前編では東京地下鉄(東京メトロ)銀座線渋谷駅の移設事業全体の流れを説明した。この後編では、現在進行中の工事について詳しく説明する。

 銀座線渋谷駅の移設事業は、営業線の直下や直上での工事であるのに加えて、駅周辺で進む再開発事業や土地区画整理事業との同時施工だ。東京メトロ鉄道本部改良建設部第二工事事務所の上田直人技術課第二担当技術課長は「週に1回の頻度で関連事業者と協議している」と、この工事の特徴を語る。工期が10年以上かかる理由も、ここにある。

渋谷駅側から見た第2工区の2011年7月時点の状況。右の渋谷ヒカリエ(当時建設中)と商業ビルとの谷間での作業だ(写真:東京メトロ)
渋谷ヒカリエから見た第4工区。駅東口の交通広場のほぼ中央に、営業線を挟んで2本のP4橋脚を施工した(写真:ケンプラッツ)

銀座線渋谷駅の移設事業の概要図
(資料:東京メトロ)

ビルの谷間、営業線直上から地下に変電所を構築

東京メトロ鉄道本部改良建設部第二工事事務所の上田直人技術課第二担当技術課長(写真:ケンプラッツ)

 移設事業は、延長350mの施工区間を5工区に分けて施工していく。このうち、最初に着工したのが、明治通りを挟んで現在の渋谷駅とは反対側の第2工区だ。渋谷駅から向かって高架橋、盛り土、トンネル区間へと移る覆蓋部とがある延長157m。東急建設・大成建設JVが施工している。2009年6月に着手した。

 渋谷駅周辺再開発の先導的事業である複合商業施設の「渋谷ヒカリエ」と商業ビルとの挟まれた区間で、両側からの施工はできない。そこで、そこで営業線の直上に幅10mの構台を設けて作業スペースとした。

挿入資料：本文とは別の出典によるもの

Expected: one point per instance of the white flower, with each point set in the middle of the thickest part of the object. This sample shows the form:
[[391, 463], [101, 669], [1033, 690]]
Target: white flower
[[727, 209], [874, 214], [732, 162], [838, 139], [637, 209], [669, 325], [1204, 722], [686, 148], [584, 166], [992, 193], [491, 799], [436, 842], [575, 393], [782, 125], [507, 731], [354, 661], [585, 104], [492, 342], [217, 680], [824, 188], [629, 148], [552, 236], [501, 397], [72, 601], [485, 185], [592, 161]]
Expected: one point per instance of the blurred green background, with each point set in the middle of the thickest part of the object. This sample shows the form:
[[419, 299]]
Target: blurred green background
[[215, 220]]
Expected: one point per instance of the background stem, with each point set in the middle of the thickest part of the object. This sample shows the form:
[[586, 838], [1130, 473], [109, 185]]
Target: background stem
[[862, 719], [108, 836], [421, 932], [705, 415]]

 工事区間の大半を占める高架橋部分は現在線の軌道を工事桁で仮受けした。営業線の直下に移設する渋谷駅の地下躯体を構築するのに加えて、ホームの移設に伴う縦断線形の変更に対応するためだ。

 「工事桁の施工は、終電から始発の間に限られ、施工計画や作業時間など詳細な工程管理が必要だった」と上田課長は振り返る。

 地下躯体には、移設事業に伴って新たな変電所も建設する。